Why is Ray spilling objects to disk even though there is enough memory

Hi there,

I’m trying to use an actor pool to load many small CSV files (>100GB) into NumPy arrays and save them in the shared memory object store for later usage. What I’m experiencing is that Ray starts to write these arrays on disk very early even though there is still sufficient memory available. I used –object-store-memory 200000000000 (I do have this amount of RAM) and –plasma-directory "/tmp when starting the cluster. Tweaking these two didn’t help at all. So I’m wondering if there is any way to stop it from automatically spilling over to the disk? or any other setting I might have missed? Thanks

Ray doesn’t write plasma objects to disk unless you use the disk spilling feature now.

Where do you find plasma objects that are spilled to disk?

I’m using v1.1.0 which I suppose doesn’t support spilling yet. I found the folder size of the plasma-directory I specified was growing while loading data. The size of the directory plus the memory used is approximately equal to the size of data I wanted to load into memory. So I believe there was some spillover happening.

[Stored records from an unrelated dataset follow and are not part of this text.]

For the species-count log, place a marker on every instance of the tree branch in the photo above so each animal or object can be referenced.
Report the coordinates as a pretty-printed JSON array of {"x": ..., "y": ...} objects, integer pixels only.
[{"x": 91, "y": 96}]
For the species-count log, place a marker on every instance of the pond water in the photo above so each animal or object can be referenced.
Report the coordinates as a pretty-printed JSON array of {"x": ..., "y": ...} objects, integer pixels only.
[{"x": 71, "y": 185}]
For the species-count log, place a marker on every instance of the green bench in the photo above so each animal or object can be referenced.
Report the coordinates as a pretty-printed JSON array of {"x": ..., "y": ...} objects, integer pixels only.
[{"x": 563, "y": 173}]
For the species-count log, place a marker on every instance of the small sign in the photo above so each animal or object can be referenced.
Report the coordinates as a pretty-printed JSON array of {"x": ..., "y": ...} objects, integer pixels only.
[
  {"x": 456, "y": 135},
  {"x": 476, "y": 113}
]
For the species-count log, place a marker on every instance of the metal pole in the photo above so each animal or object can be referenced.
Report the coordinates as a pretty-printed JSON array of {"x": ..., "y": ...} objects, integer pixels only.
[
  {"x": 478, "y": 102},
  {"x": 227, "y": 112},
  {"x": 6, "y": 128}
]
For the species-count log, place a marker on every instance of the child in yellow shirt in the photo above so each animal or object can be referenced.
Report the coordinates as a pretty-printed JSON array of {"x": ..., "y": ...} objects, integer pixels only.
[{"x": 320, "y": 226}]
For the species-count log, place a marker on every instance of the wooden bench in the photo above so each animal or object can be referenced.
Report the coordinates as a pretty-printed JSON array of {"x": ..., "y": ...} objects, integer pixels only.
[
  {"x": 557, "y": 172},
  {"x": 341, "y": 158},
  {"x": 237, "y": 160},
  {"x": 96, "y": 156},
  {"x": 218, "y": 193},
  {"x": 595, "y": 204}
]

I also checked raylet.out as indicated here: Memory Management — Ray v2.0.0.dev0

I got a bunch of these logs:
[2021-01-18 02:00:56,497 W 33270 33280] client_connection.cc:395: [worker]ProcessMessage with type Pla
smaCreateRequest took 308 ms.
[2021-01-18 02:01:08,372 W 33270 33280] client_connection.cc:395: [worker]ProcessMessage with type Pla
smaCreateRequest took 1499 ms.
[2021-01-18 02:01:10,595 W 33270 33280] client_connection.cc:395: [worker]ProcessMessage with type Pla
smaCreateRequest took 112 ms.
[2021-01-18 02:01:19,703 W 33270 33280] client_connection.cc:395: [worker]ProcessMessage with type Pla
smaCreateRequest took 1323 ms.
[2021-01-18 02:01:30,554 W 33270 33280] client_connection.cc:395: [worker]ProcessMessage with type Pla
smaCreateRequest took 302 ms.
[2021-01-18 02:01:46,355 W 33270 33280] client_connection.cc:395: [worker]ProcessMessage with type Pla
smaCreateRequest took 283 ms.
[2021-01-18 02:01:49,412 W 33270 33280] client_connection.cc:395: [worker]ProcessMessage with type Pla
smaCreateRequest took 894 ms.
[2021-01-18 02:02:06,121 W 33270 33280] client_connection.cc:395: [worker]ProcessMessage with type Pla
smaCreateRequest took 123 ms.

hey, to clarify: what’s happening here is that ray is mmaping the object store to a file in /tmp (i.e. using disk as the plasma store and demand paging its contents into memory).

Thanks for the clarification. Is there any way to disable it to use only memory?

yeah you can prevent it by not specifying a plasma directory so that it will use /dev/shm.